İstanbul Cumhuriyet Başsavcılığı Terör ve Örgütlü Suçlar Bürosu'nca, FETÖ'nün 15 Temmuz darbe girişimi sırasında kapatılan Kuleli Askeri Lisesi, Vaniköy, Beykoz bölgelerinde yaşananlar ve Çengelköy Polis Merkezi'nin işgal edilmesi ile burada çıkan olaylarda 8 kişinin şehit edilmesine ilişkin yürütülen soruşturma sonunda hazırlanan, bin 318 sayfalık iddianamede, müşteki beyanlarına yer verildi.
Müştekilerden Hakan Orhan, Cumhurbaşkanı Recep Tayyip Erdoğan'ın talimatı üzerine sokağa çıktığını anlatarak, Anadoluhisarı eski polis karakolunun yanına geldiğinde, önlerine başlarında bir yüzbaşı, 3-4 de rütbesini göremediği başka rütbeli ve 10'a yakın erin bulunduğu bir grubun çıktığını söyledi.
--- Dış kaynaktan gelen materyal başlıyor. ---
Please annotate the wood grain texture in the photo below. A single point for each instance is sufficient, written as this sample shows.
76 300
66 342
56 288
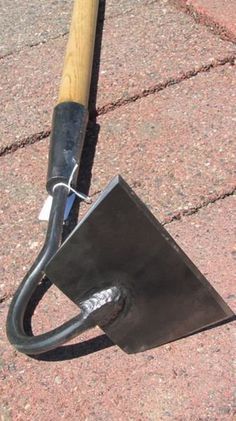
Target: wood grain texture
76 78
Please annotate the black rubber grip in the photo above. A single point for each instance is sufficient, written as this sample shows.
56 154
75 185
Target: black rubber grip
67 139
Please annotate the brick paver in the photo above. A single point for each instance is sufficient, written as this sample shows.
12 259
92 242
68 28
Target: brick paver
133 61
218 15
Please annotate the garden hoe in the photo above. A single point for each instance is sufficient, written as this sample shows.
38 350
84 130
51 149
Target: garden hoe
119 265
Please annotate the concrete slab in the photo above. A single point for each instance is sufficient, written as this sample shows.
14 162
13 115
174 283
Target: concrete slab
176 149
45 20
134 64
218 15
192 379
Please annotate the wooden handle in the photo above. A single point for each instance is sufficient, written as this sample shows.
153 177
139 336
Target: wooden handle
76 78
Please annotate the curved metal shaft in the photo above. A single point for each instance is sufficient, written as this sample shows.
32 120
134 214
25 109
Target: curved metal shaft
15 321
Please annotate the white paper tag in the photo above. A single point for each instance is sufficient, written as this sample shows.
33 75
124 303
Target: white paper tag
46 209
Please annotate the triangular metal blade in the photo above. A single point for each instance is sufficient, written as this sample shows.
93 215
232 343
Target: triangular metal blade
120 243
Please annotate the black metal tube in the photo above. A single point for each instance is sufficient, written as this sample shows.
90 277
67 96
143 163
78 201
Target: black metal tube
67 140
15 326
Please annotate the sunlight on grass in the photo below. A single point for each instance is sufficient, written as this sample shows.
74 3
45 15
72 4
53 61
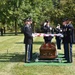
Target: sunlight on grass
12 59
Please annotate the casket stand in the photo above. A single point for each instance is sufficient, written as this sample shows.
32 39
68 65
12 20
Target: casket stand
48 51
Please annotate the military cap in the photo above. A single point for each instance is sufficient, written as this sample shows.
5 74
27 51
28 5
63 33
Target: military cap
65 19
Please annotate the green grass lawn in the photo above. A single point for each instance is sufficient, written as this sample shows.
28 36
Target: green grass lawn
12 59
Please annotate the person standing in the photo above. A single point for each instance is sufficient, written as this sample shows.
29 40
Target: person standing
58 38
28 39
47 29
67 39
Buradaki yüzbaşının, "asker yönetime el koydu. Vur emrimiz var." diyerek hiçbir ikazda bulunmadan direkt üzerilerine ateş ettiğini anlatan Orhan, bu sırada sağ kolundan yaralandığını kaydetti.
Orhan, yaralandıktan sonra kenara geçtiğini dile getirerek, "Ben kenara çekildiğimde Yüzbaşı ve diğer rütbelilerin halen kalabalığa doğru ateş ettiğini gördüm. Ben yaralandığım için bu askeri personellere daha fazla müdahale edemedim. Ancak diğer vatandaşların halen askerlere bağırarak çekilmelerini söylediklerini duydum." ifadesini kullandı.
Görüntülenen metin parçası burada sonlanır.